WHEAT HIGHLIGHTS: Wheat futures finished with gains of 1 to 5-1/4 cents on all three exchanges. KC led the way higher as Mar closed 4.31-1/4, up 5-1/4. Chi closed up 3/4 to 2-3/4 and Mpls steady to 4-3/4 higher. Continued dry weather concerns in the Plains region provides underlying support for KC wheat. Today’s USDA report was slightly friendly with projected carryout at 974 million bushels vs the pre-report estimate of 1 billion and the USDA November estimate of 1.14 billion. A strong export pace has been helpful to price as has weather uncertainties in Australia due to dry weather and as mentioned early in the western regions of the U.S. There is a continued rumor that Russia may have less wheat available for export in the year ahead. Beyond that, wheat prices continue to find direction from the U.S. dollar which was weaker throughout the session.

CATTLE HIGHLIGHTS: Cattle markets made mixed closes today, with Dec lives down 30 cents to 119.87, Feb lives were down 17 cents to 124.57, and Apr lives were down 35 cents to 125.05. Jan feeders were up 12 cents to 141.65 and Mar feeders were up 25 cents to 142.52. Choice beef values were down 50 cents this morning to 223.14 after closing at their lowest value yesterday since October 23 at 232.61. Beef values were down nearly 4% last week, and given the dry weather last week and forecasts for dry weather through this week, cash cattle could begin to turn lower.

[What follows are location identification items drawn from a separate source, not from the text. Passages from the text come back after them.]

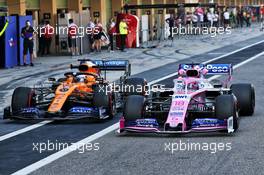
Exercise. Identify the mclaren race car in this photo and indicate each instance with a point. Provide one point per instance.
(194, 104)
(82, 94)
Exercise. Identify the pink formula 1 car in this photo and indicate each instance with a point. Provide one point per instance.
(195, 104)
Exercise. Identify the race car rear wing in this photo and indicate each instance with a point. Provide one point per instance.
(219, 69)
(109, 65)
(213, 69)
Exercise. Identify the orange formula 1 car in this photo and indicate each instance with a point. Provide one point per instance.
(82, 94)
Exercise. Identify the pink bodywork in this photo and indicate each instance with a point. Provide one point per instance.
(180, 103)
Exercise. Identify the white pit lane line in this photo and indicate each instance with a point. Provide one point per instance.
(78, 145)
(37, 125)
(26, 129)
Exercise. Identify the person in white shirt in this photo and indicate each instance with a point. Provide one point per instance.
(226, 18)
(194, 20)
(90, 27)
(210, 17)
(215, 19)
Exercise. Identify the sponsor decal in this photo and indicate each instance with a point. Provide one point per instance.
(177, 108)
(218, 68)
(181, 96)
(176, 114)
(111, 63)
(81, 110)
(4, 29)
(147, 122)
(30, 111)
(207, 122)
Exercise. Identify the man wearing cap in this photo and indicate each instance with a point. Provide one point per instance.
(27, 34)
(123, 30)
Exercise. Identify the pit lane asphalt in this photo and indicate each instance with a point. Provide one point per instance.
(145, 154)
(17, 153)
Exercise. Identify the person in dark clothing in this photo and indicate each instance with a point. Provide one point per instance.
(170, 21)
(27, 33)
(111, 30)
(41, 39)
(123, 30)
(48, 37)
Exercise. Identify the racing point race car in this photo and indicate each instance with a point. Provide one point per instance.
(82, 94)
(194, 104)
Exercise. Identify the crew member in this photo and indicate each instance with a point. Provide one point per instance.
(123, 30)
(27, 33)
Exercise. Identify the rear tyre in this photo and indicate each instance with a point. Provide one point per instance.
(134, 107)
(245, 94)
(225, 107)
(23, 97)
(103, 97)
(135, 86)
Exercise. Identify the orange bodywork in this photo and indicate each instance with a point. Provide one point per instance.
(69, 86)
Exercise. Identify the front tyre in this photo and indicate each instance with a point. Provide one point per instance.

Seasonally speaking, cattle futures can move higher through the end of the year, but there is also reason to expect a selloff come Q1. Beef production from Q1 to Q2 is expected to increase by 545 million pounds, the biggest increase in production since 2006. In 2006, Apr cattle made a contract high in mid-January and then lost 19% in value by April 5. Feb lives opened higher today, testing their 20-day moving average resistance levels and then found sellers to push prices lower. Apr lives never tested resistance at the convergence of the 10 and 20-day moving average levels. Jan feeders closed higher but couldn’t muster a finish above nearby resistance at the 10, 50, and 200-day moving average levels.

LEAN HOG HIGHLIGHTS: Hog markets made positive closed today, with Dec up 47 cents to 60.47, Feb hogs were up 1.27 to 67.97, and Apr hogs were up 1.22 to 74.20. The CME Lean Hog Index was down 37 cents to 58.12 after making four consecutive higher closes. Carcass cutout values closed 10 cents lower yesterday afternoon to 81.98 but jumped 2.75 today to 84.73. The major development in hog markets today was that the U.S. finally signed the USMCA trade deal between the U.S., Mexico, and Canada. This should help boost exports to Mexico, much needed given the recent production pace. Feb hogs were able to punch back above their 10-day moving average resistance level today after disappointing action below that level for the past three sessions. Prices are again tracking towards the high end of the recent trading ranges though upside looks limited unless a deal between the U.S. and China can get signed. Near-term resistance for both the Feb and Apr contracts lies at the overhead 20-day moving average levels at 69.05 and 75.35 respectively.